Renewable energy is rapidly embracing the smart grid, given the specter of utility curtailments as more megawatts of power are added at the residential, commercial and industrial, and utility levels.
First wind, and now solar installations are showing the fastest migration to a computer-based Internet of Things (IoT) as it moves more data from distributed generators to utility substations, says Daniel Liu, the manager of business development for Moxa Americas, based in Brea, Calif.
“We are seeing a boom in IoT for renewables, and it is moving fastest now with solar,” Liu said. “A lot of companies are trying to get the capability built in now, even if they don’t worry about using the data analytics until later.”
He added that utilities are using data centers to monitor residential energy use, so that homeowners can use their smart batteries and smart inverters for peak hour avoidance.
“This is becoming very prevalent,” Liu said.
The information is integrated and analyzed to optimize power resources, reduce costs, increase reliability, and enhance electric power efficiency, Liu pointed out.

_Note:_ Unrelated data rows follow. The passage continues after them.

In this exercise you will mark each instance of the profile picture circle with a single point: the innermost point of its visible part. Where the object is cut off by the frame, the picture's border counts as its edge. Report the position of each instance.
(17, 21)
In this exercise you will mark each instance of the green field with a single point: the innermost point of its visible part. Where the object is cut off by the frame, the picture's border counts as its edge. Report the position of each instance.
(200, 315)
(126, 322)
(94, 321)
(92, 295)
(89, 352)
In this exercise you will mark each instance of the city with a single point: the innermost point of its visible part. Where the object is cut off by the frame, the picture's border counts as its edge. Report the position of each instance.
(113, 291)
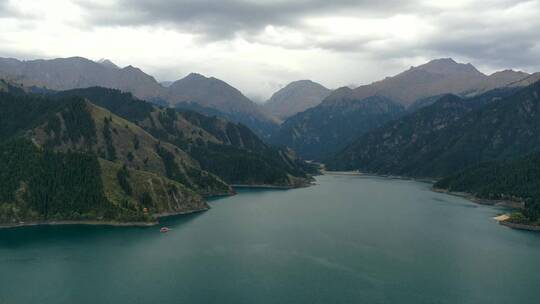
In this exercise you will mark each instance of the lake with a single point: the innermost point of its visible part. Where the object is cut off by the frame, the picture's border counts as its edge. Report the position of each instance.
(349, 239)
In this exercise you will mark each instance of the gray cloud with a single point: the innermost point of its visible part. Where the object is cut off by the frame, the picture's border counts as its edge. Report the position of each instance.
(219, 20)
(472, 35)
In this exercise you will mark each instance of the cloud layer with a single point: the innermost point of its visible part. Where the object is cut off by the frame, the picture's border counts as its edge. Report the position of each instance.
(259, 45)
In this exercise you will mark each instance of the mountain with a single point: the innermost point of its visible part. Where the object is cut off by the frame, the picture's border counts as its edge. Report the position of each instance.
(77, 72)
(64, 157)
(514, 180)
(212, 96)
(229, 150)
(329, 127)
(526, 81)
(296, 97)
(452, 134)
(166, 83)
(107, 63)
(68, 159)
(437, 77)
(194, 91)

The data is key to the aggregation of distributed energy generators, and the utilities’ management of the use of the energy.
Along with the utilities, solar aggregators, such as SolarCity, are using data centers to interact with the smart grid and perfect operations and maintenance functions.
Distributed power networks are highly integrated and include power generation, power transmission, and power distribution, with power meters and home appliances, such as refrigerators, TV sets, washing machines, and personal computers also considered part of the network, Moxa documents note.
Moxa sells a line of standard 190-inch rack-housed computers for the renewable energy sector. Their UC8100 series comes in two versions; one is more protected, in a metal case for commercial or utility users. The other is encased in plastic for residential users at a more affordable price.
These computers use a variety of communications channels, including cellular, LAN and WiFi, with residential use primarily through the latter.
“Our sales are strongest in Hawaii and California, where solar penetration is high and grid interface problems have emerged; other similar markets include Arizona, Massachusetts and New York,” Liu said.
The data input can also be carried through several mediums. Residential systems tend to be copper and WiFi based, while utilities tend to use fiber optics to shield noise from other electrical sources.
This information flow benefits both the generator and the utility, saving money for both in the process.
“By optimizing the electric power grid we can get more out of the existing infrastructure without needing to invest a lot of capital in new technology for generation, transmission, and distribution facilities,” Moxa notes. “In fact, by making the grid smart, we can create a completely integrated system, from power generation to power distribution to power use in the household, and to a certain degree, the smart grid concept can get the most out of renewable energy operations by integrating the local micro-electricity grid to replace more traditional power supply sources such as carbon-fueled and nuclear power plants.”